Je suppose que dans les années 70, se définir comme gay signifiait de facto se mettre en marge de la société.

La société a bien changé (le combat de ces années là n'y est pas pour rien). Il est maintenant possible d'être gay et complètement intégré à la société, dans pas mal d'endroits en tout cas.
Pour prendre mon cas personnel, je suis outé auprès de mes amis, mes parents, et même au boulot, cela ne m'a posé de gros soucis.
Le dernier coming out que j'ai fait au boulot, j'ai simplement mentionné mon copain en racontant mon week end, comme le font régulièrement mes collègues avec leur copine.

Je pense être dans un environnement relativement privilégié (à Paris, je fréquente des gens avec un bon niveau d'éducation) mais je pense que ce genre d'expérience tend à se généraliser.
Je trouve cette évolution très positive !

Pourquoi donc devrais-je me trouver obligatoirement en marge parce que je suis gay ?
Pourquoi forcer un jeune de 16 ans à devenir "marginal" s'il se découvre gay ?

Noir, gaucher, roux, femme ou gay, je ne vois pas pourquoi on devrait avoir des droits et des devoirs différents.
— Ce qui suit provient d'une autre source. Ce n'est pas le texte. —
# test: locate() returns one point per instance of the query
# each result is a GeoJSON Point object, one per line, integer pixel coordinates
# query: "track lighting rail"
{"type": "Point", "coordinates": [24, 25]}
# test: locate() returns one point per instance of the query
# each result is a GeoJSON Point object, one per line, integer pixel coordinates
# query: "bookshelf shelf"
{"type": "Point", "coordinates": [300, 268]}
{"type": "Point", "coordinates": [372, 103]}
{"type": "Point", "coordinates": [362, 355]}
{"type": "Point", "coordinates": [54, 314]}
Cette idée me choque, même.
Je ne demande pas à devenir hétéro, je demande juste à être traité comme un être humain ou un citoyen comme les autres.
En fait j'ai même du mal à comprendre les gays de l'ancienne génération qui se considèrent comme une sorte de race à part.

Vous avez aussi mal compris les revendications actuelles : on ne demande pas la suppression du PACS, de la "culture gay" quelque qu'elle soit, ou le mariage obligatoire pour tous les couples.
On demande juste des droits identiques pour une situation qui nous parait identique.
Personnellement je n'ai aucune envie de me marier (le pacs m'intéresserait plus), mais je me bat pour le mariage gay, pour la banalisation de cette différence, pour qu'un jour tous les parents des jeunes qui annonceront qu'ils sont amoureux de quelqu'un du même sexe réponde "génial !"

Koan Zen a dit…

Iréne Kauber : « Arrêtons de copier les hétéros. »

« Les gays sont comme des exilés. Soit ils se laissent assimiler, soit ils décident de bousculer les valeurs dominantes. ».